It's clear that many people who read my blog have different political opinions than I do. Many, particularly, seem to be opposed to abortion. Because I've been so public about having a dilation and extraction (or a "partial-birth abortion"), I've had some amazing conversations (not counting Holly). I’ve been having a fascinating email discussion with a woman who is staunchly opposed to abortion, but who’s mind I’ve opened with my story. As she put it, “I believe abortion is taking a human life, but I’m damned if I know who I think should be arrested if it were ever made illegal.”
I was not quite five years old when abortion became legal. Even at that tender age, I’d already been to pro-choice marches with my mother. I have always felt, deep in my heart, that it is critical for abortions to be available to women, primarily because women must be allowed to control their own reproductive capabilities. While I believe that mothering is a critical and culturally important job (and an influential one), if women want to have a voice in business or politics they MUST be able to choose when and how often they have children.
Women, I also feel strongly, must to be allowed to express and enjoy their sexuality. Lords knows that men have always been able to! That means, of course, that women should always have free and unfettered access to contraception (something many anti-choice people are opposed to—which I simply don’t get).
When I was in high school, I volunteered at my local birth control clinic (wasn’t I a cute little feminist!). The clinic was full of stories of fathers bursting in, demanding to know if we had provided contraception to their daughters, or boyfriends and husbands wanting to know if their wives had been in to get pregnancy tests. Thankfully, of course, the law prohibited anyone in the clinic from answering those questions. I’d even heard a story of a father finding his daughter and dragging her out by her hair.
Unlike those of us who desperately want a child, there are women that see that second pink line on a test and are filled with dismay and fear. Women who already have more children then they can support or women too young to be good at mothering. Many of these are women simply cannot, for their own safety, tell their sexual partners or parents.
Remember that the number one cause of death in pregnant women is murder. And while the Laci Peterson case got a great deal of attention (and some questionable laws passed), most of these murders occur much earlier in the pregnancy.
This is why I believe that in cases of both contraception and abortion parental and spousal/partner are unacceptable. If it’s lives we are trying to value, the life of the woman (even if she's a teenager) must be on that list! As for legally required waiting periods, they really aren’t necessary. If you go to Planned Parenthood and get a positive pregnancy test, it’s not like they have a room in the back ready and waiting and you can just stand up and say, “Time to get that abortion!” Women usually wait for a second test and an exam, and then it has to be scheduled. There is plenty of time to really think about it without it being legally mandated.
One of the issues I have with the anti-choice movement is that there is this belief that women make the decision to have an abortion lightly. I know plenty of women that have had them, and every single one agonized over the choice. Of all the women I know that have received abortions, there is only perhaps one who I feel made that choice out of selfishness. One. Out of at least fifty.

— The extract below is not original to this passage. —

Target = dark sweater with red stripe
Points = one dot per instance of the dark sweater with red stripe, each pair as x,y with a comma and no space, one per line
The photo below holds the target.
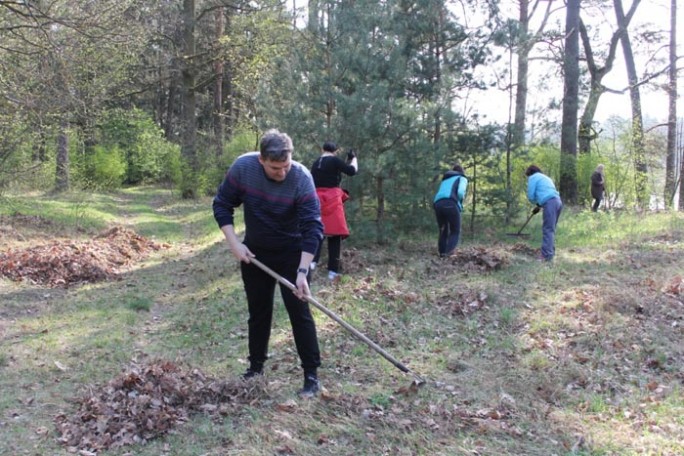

Remember, too, that when a woman has a positive pregnancy test at a place like Planned Parenthood, she receives counseling. Contrary to anti-choice opinion, she is not forced to have an abortion. She is told about abortion, true, but she’s also informed about adoption as well as the resources and support available to her if she chooses to parent. Planned Parenthood provides prenatal care too, remember—to nearly 16,000 women in 2002. Not to mention doing over a million breast exams a year (think about that next time you want to block the entrance to a clinic). It’s also worth noting that 70% of Planned Parenthood’s clients are over 150% below the federal poverty level. For a chart about the variety of services provided by Planned Parenthood, look here.
Planned Parenthood also referred nearly 2,000 women to organizations that could help them place their babies up for adoption in 2002.
It’s easy to change people’s minds about medically necessary abortions. My situation with my sons, and Julia’s with her son Thomas , are clear and heart wrenching. The awful scenarios that forced us to terminate the life of a beloved and wanted child can sway even the hardest of anti-choice hearts.
But because the religious right is working so hard to stop those other abortions, the ones where the baby just isn’t wanted, those of us who have a medical need are the ones that pay.
Because of the anti-choice movement, doctors are no longer undergoing training on how to perform abortions. Why would they, when they could be murdered as a result? My doctor is only one of two in my major east coast city that still performs dilation and extractions. Many women who end up in my or Julia’s situation don’t even have the option.
Do you see why choice must, across the board, remain available? Be pro-life. I know I am. I want to save the lives of both women and babies.